Fotografia di una stanza è l’ultimo lavoro del drammaturgo Cesare Lievi che lo ha presentato al Teatro S. Chiara di Brescia in pr...
Fotografia di una stanza è l’ultimo lavoro del drammaturgo Cesare Lievi che lo ha presentato al Teatro S. Chiara di Brescia in prima italiana anche nella veste di regista.
Il percorso del Lievi drammaturgo si è sempre svolto all’interno di ambienti chiusi, quasi claustrofobici, intesi più come spazi mentali che come spazi reali; basta infatti pensare alla “scatola nera” che ha contraddistinto testi quali “Tra gli infiniti punti di un segmento” o “Il giorno delle parole degli altri”, ma anche alla piscina di “Tempi d’amore”.
Al poeta non interessa più di tanto il mondo che ci sta intorno ma la sua attenzione si concentra maggiormente sulla psicologia e sulle emozioni dei suoi personaggi.
In una stanza creata dallo scenografo Josef Frommwieser ed illuminata a piena luce dalla sapienza di Gigi Saccomandi, si dipana il dialogo tra Giuseppe, tappezziere italiano ed il suo assistente Dragos, di origini slave. La trama in realtà non esiste, ed anche la parentesi centrale in cui Dragos si trova faccia a faccia con la padrona di casa in realtà si rivela una fantasia, anche se non si capisce di chi dei due.

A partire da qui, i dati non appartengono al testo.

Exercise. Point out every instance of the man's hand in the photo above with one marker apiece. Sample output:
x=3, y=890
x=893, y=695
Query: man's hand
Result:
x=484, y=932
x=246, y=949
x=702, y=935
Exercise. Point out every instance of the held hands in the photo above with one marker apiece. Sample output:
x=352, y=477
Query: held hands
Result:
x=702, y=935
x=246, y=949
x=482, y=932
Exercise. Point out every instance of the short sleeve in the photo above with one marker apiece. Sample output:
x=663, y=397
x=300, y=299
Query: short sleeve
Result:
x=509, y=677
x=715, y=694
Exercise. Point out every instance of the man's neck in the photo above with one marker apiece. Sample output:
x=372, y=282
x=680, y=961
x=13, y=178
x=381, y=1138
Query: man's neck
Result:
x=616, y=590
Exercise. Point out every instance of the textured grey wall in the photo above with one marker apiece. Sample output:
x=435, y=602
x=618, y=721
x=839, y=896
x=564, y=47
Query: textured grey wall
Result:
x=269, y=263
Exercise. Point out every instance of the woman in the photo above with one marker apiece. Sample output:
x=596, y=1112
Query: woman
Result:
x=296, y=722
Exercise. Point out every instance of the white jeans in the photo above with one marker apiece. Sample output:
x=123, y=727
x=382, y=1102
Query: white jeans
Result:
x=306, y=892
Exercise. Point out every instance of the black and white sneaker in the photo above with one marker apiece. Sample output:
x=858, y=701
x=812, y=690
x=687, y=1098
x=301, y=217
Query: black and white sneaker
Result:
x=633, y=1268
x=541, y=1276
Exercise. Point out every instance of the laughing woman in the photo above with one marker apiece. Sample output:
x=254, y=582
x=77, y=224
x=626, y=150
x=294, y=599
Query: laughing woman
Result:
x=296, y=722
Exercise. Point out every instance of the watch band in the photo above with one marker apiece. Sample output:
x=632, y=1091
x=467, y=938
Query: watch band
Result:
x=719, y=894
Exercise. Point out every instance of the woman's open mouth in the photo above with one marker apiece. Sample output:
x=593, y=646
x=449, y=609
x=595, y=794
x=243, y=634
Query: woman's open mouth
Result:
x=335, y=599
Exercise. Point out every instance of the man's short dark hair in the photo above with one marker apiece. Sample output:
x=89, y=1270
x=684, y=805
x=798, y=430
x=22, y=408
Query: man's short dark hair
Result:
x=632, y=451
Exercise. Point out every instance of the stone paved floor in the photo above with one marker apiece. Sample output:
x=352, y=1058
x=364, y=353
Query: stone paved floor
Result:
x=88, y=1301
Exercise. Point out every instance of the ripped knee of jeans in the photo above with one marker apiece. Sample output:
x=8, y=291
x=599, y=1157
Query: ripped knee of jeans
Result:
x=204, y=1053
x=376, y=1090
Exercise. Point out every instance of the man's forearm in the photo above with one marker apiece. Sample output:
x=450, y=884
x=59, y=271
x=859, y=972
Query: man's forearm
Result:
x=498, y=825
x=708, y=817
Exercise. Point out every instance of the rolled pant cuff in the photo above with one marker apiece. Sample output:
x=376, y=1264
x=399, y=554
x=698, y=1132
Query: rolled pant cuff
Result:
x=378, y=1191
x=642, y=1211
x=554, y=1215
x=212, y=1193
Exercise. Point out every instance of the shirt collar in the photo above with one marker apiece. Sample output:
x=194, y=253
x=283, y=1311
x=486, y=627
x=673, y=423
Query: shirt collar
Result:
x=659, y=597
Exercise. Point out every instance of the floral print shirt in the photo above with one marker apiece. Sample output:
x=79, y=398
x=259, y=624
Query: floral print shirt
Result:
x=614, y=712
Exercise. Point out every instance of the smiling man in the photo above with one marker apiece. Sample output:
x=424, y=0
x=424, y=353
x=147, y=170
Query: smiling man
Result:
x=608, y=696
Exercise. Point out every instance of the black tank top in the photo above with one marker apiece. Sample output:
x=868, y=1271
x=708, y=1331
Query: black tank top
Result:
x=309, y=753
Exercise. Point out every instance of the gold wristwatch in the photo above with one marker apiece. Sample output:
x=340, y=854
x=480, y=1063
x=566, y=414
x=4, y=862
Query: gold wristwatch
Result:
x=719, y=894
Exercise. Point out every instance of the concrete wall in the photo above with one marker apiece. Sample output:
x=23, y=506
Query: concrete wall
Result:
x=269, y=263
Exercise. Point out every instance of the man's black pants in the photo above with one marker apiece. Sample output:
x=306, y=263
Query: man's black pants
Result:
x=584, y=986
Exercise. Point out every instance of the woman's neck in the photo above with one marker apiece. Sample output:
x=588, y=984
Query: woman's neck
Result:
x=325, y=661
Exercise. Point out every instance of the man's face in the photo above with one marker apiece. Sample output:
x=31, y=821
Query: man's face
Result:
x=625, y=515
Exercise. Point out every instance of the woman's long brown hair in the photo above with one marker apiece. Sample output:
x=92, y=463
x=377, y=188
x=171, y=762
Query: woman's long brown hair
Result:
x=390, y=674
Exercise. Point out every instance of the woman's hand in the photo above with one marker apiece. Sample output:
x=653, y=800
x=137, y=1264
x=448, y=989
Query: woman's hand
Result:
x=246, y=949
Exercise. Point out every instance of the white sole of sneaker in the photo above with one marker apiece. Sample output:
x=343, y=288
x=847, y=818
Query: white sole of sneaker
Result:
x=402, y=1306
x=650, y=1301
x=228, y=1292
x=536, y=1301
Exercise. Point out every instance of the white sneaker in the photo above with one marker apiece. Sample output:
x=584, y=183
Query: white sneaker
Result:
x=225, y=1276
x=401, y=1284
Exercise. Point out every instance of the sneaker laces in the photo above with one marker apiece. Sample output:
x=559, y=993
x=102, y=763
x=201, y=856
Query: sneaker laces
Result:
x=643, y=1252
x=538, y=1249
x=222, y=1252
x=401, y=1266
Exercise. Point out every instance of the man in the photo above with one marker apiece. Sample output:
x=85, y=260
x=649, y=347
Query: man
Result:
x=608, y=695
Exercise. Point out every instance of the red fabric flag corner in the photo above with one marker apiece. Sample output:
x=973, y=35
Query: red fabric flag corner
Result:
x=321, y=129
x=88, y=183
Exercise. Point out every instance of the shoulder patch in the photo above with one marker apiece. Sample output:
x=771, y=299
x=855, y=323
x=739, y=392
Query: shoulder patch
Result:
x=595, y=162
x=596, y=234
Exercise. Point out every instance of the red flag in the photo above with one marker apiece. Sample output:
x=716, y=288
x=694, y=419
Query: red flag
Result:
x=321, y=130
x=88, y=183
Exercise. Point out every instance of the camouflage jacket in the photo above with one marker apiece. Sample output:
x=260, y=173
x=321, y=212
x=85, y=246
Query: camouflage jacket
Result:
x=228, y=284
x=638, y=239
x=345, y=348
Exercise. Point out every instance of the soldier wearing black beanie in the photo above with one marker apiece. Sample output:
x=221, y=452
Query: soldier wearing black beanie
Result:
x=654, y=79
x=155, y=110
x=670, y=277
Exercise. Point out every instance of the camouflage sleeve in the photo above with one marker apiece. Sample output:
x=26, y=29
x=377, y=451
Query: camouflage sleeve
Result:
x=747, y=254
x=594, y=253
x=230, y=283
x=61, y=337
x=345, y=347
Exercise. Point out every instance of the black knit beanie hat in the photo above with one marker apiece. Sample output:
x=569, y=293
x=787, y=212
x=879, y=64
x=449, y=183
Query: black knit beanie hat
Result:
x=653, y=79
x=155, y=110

I temi che si dipanano sono la solitudine, l’incapacità di relazionarsi, indipendente questa dalla nazionalità, il sentirsi comunque fuori posto in una società sempre più chiusa, come chiusa e limitata è la stanza in cui tutto accade; quasi la vita passasse da una stanza all’altra, da un ambiente all’altro, senza possibilità di aperture verso l’esterno.
Lievi, come è nel suo stile, compie un’operazione molto raffinata ed intellettuale, caratteristica che costituisce sia il pregio che il difetto di questo spettacolo. La sensazione che si ha infatti è quella che gli attori agiscano nell’ambito di un tecnicismo esasperato, cesellato nei minimi particolari, che alla fine però blocca la loro la partecipazione emotiva alle vicende che interpretano.
È vero che il teatro contemporaneo è sempre più un teatro a tesi che si basa su silenzi e scarsa comunicazione verbale, però il rischio che questo si trasformi in intellettualistica freddezza è troppo spesso in agguato.
Efficaci ed in parte i tre attori: magistrale il Giuseppe di Stefano Santospago; di grande livello la prova di Alessandro Averone nel ruolo di Dragos; estremamente valida anche se forse un po’ troppo “di testa” la prova di Carla Chiarelli nel ruolo della signora.
Un allestimento nel complesso interessante e meritevole da parte del nostro stabile che tenta comunque di sopperire alla cronica mancanza di drammaturgia contemporanea nel nostro paese.